Here is the tofu recipe I tried out this past week!  Sorry I didn’t get any pictures this time around…but it was pretty yummy!

Tofu with Mushroom Ragu

2 tablespoons olive oil
3 cloves garlic, smashed
1 pound mixed mushrooms, like creminis, shiitake, oyster, white button
1/2 white onion, thinly sliced
1/2 carrot, finely chopped
1/2 celery rib, finely chopped
Salt and freshly ground black pepper to taste
1 teaspoon tomato paste
1 teaspoon corn starch
2 cups vegetable stock
2 tablespoons canola oil
1 pound tofu, patted dry and sliced into 4 pieces
Chopped Parsley, for garnish (I didn’t use it and I didn’t miss it)

In a large saute pan, heat the olive oil over medium high heat, then add the garlic, mushrooms, onion, carrots, and celery.  Begin to sweat the vegetables, season them with salt and pepper, then add the tomato paste.  While the veggies are sweating, mix the cornstarch and the vegetable stock in a medium bowl to create a slurry.  Add that mixture to the vegetables reduce the heat to medium low.  Cook that up for another 10 minutes.

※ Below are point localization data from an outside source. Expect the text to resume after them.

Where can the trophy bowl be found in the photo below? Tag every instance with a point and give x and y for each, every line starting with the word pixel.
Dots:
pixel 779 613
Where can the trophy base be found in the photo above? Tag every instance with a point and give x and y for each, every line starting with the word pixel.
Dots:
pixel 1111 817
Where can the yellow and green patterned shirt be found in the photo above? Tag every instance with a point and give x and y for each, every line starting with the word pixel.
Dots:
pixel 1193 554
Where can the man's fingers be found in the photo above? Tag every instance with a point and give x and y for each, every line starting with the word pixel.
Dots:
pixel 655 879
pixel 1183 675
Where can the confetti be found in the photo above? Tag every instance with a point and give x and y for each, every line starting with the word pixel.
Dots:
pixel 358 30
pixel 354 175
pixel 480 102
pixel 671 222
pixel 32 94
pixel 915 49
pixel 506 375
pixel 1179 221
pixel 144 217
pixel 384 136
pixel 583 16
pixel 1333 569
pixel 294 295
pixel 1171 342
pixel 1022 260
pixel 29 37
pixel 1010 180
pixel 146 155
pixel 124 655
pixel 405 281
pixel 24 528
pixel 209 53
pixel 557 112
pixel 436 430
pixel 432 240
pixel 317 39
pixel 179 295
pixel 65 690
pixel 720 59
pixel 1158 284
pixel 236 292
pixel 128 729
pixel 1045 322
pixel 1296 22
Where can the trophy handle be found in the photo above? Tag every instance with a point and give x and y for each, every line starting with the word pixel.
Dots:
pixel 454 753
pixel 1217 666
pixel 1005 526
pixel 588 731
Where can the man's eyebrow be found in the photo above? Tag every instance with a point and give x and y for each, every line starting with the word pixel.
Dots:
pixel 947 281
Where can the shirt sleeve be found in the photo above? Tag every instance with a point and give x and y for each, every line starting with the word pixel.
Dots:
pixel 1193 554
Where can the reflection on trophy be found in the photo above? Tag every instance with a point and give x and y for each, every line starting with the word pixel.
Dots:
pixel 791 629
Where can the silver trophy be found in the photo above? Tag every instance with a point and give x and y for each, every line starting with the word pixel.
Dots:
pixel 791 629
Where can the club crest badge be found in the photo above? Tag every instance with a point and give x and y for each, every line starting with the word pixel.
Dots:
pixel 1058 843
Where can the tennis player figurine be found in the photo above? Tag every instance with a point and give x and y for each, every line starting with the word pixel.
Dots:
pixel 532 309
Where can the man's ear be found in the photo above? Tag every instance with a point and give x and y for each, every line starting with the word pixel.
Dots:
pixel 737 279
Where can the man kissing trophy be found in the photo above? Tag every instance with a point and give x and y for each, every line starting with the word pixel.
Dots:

Meanwhile, in a large nonstick saute pan (over high heat) heat up the canola oil.  Slide the tofu into the pan and cook for 3 minutes per side, or until browned.  To serve, place tofu on your plate and top with the mushroom ragu.  Use the parsley as a garnish if you wish.

I actually really liked this meal.  My dad nibbled at it and didn’t hate it.  I had a lot of leftover ragu that I think would taste good over pasta too, and my dad ate the sauce over his meatloaf that night.  I found that if you let it sit for a bit for digging in the tofu tastes a little better.  I chopped my tofu up and ate it with the sauce…almost like a stew.  My only note of caution: make sure to really use a large skillet for the tofu, rather than one that will just fit the tofu.  The reason?  If the pan is smaller in diameter, the oil lays a little deeper. When that happens the tofu absorbs that extra oil and the texture of the tofu is affected.  For one, the edges don’t get as crispy and the inside is a bit mushier.  You’re probably thinking “Fine, just use less oil.” which makes sense, but you’d have to add more anyway or else the tofu would get a bit too crispy [read as: the tofu would burn].